A while back, I linked to a Victor Hanson piece that lamented the idea that some could question the morality of overthrowing Saddam's regime.

Hanson has another piece out on it and he hits my feelings on the subject exactly:

There can be legitimate disagreement about whether America’s effort in Iraq will work, and whether it is worth our sacrifices. But that argument is one of efficacy, not morality. To those critics who babble endlessly about U.S. hegemony and imperialism, we should say simply: Shame!
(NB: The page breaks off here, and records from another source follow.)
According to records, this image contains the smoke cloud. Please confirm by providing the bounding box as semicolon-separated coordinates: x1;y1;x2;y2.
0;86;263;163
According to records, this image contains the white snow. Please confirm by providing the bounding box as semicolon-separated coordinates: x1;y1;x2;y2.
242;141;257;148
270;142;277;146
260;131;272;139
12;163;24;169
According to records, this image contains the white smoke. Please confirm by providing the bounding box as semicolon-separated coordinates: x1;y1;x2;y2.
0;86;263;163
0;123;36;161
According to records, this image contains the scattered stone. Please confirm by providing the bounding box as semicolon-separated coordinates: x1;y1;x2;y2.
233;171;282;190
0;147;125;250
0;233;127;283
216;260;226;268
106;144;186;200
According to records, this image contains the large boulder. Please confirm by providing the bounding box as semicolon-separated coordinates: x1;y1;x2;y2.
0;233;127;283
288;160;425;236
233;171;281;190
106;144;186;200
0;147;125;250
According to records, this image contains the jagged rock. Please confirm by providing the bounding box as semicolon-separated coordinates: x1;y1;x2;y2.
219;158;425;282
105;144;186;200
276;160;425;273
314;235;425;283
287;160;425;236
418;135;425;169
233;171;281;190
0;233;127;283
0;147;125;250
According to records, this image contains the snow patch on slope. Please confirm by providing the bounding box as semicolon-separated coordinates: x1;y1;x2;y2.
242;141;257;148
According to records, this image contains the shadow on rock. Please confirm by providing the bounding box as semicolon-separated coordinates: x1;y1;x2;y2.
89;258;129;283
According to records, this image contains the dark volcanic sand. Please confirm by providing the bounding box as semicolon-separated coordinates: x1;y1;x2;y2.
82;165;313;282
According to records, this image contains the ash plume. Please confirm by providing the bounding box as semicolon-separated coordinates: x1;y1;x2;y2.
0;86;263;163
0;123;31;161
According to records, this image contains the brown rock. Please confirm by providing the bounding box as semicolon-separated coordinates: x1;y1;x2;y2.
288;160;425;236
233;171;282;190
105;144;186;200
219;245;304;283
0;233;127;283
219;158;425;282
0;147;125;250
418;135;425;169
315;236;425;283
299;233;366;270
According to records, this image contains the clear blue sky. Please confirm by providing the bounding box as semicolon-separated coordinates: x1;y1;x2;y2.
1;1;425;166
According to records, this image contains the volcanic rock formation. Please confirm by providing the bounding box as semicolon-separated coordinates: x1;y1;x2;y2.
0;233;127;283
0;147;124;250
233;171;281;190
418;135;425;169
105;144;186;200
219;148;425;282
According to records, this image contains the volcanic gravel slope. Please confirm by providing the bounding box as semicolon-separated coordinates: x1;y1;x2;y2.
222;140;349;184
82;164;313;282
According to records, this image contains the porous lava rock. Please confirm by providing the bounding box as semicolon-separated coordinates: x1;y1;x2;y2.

Shame on you for aiding those who blow up schools and murder women with purple fingers, in places that for the first time in modern memory do not have a tyrant’s portrait leering down from their walls.

I go back to the Kosovo War on this when I say that it is possible to disagree on a policy without that policy being immoral. I disagreed with intervening in Kosovo. I believed it was a European problem that Europe could have solved--even if not as well as we could. With all the talk of getting out of Iraq to let the Iraqis fight their battles, you'd think we could have done that with the rich Europeans who know a thing or two about war. But as much as I believed this was a European problem, I never believed that President Clinton waged an immoral war. Not once did I think that. The Serbs deserved to lose. (And I'll say that I think we were lucky that the Serbs cracked under our not terribly effective aerial campaign.)

Much of what the anti-war side calls dissent is simply claiming we are evil for fighting to free Iraqis. I think that is shameful. They don't think it is shameful and probably never will. Under these circumstances, I see little room to debate them.

I'll settle for just winning in Iraq and regrouping to debate the next issue with our loyal opposition.